= Norma Male =

Australian local government administrator

Norma Male BEM (1916–2017) was an Australian local government administrator, the first woman to be appointed permanently to the senior role of Town Clerk in New South Wales.

==Early years==
Norma Thora Male was born in 1916 in Hughenden, Queensland to Henry James Male and Louisa Ann Male. She had a sister Altha and two brothers Jim and Cliff.

==Career==
Norma Male was employed at age of 18 as a stenographer for the Cootamundra Municipal Council. Male completed her town clerk exams in 1942 and 1943. She continued working for the Cootamundra Municipal Council until 1944.

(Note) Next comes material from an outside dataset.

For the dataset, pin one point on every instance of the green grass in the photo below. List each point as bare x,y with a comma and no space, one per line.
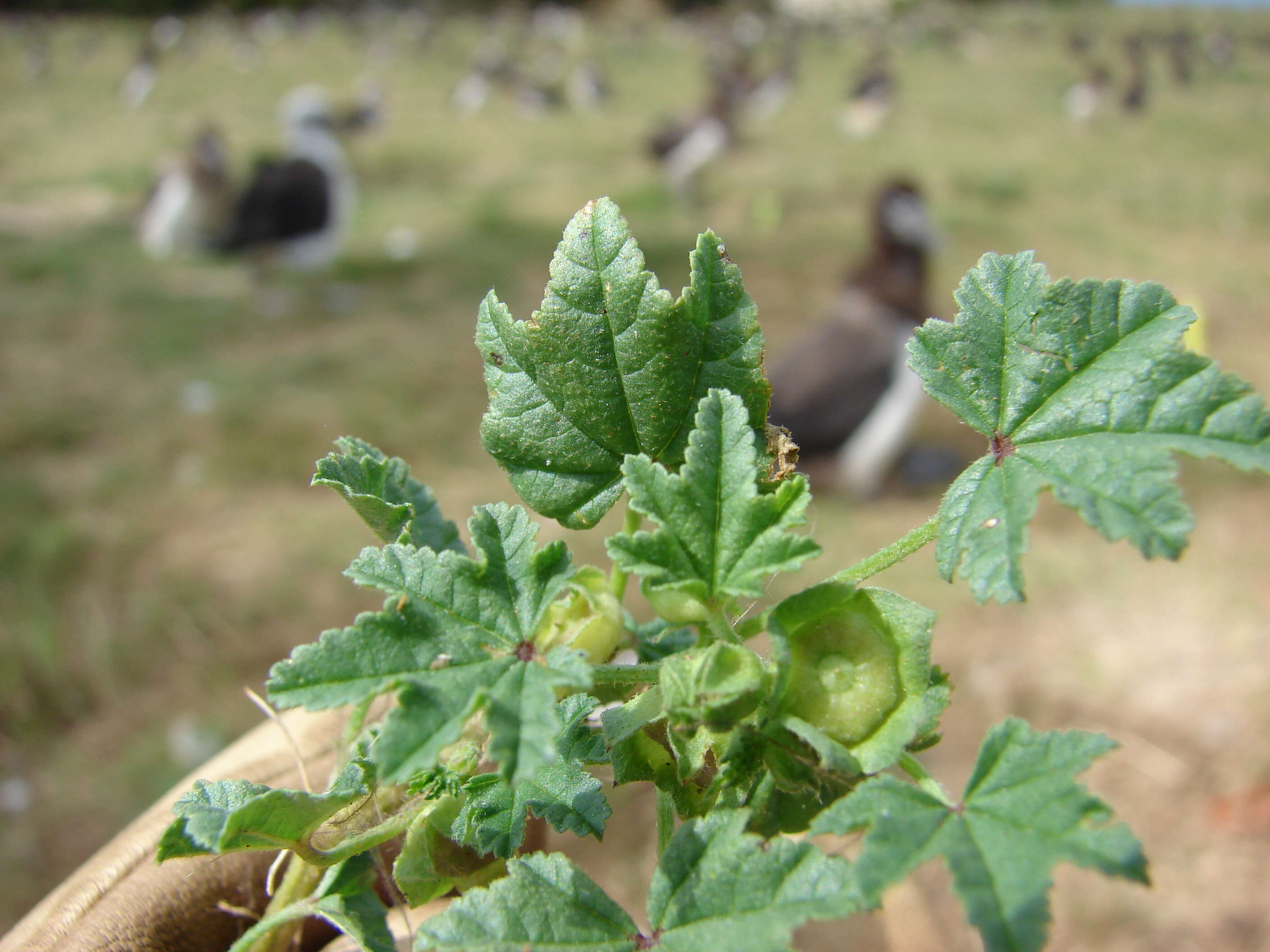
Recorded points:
153,560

Male was appointed Town Clerk of Balranald Municipality in 1944 and became the Shire Clerk of Balranald Shire in 1957, following its incorporation.

On 25 August 1944 Male was the first woman elected to the Local Government Clerks Association of N.S.W..

In 1947, she presided over the opening of the Balranald Library.

She was the Shire Clerk of Balranald from 1956 until she retired in 1974. Following her retirement Male moved from Balranald to Sydney where she worked part-time at the Town Clerks Society and Institute of Municipal Management from 1974 to 1988.

==Awards==
- Male is featured in the National Pioneers Women's Hall of Fame as the first female Town Clerk and Shire Clerk in New South Wales and possibly in Australia.
- 1975 Male was awarded the Order of the British Empire in 1975 for dedicated service to Local Government.

==Personal life==
Norma Male died on 2 October 2017 at West Wyalong aged 101 years.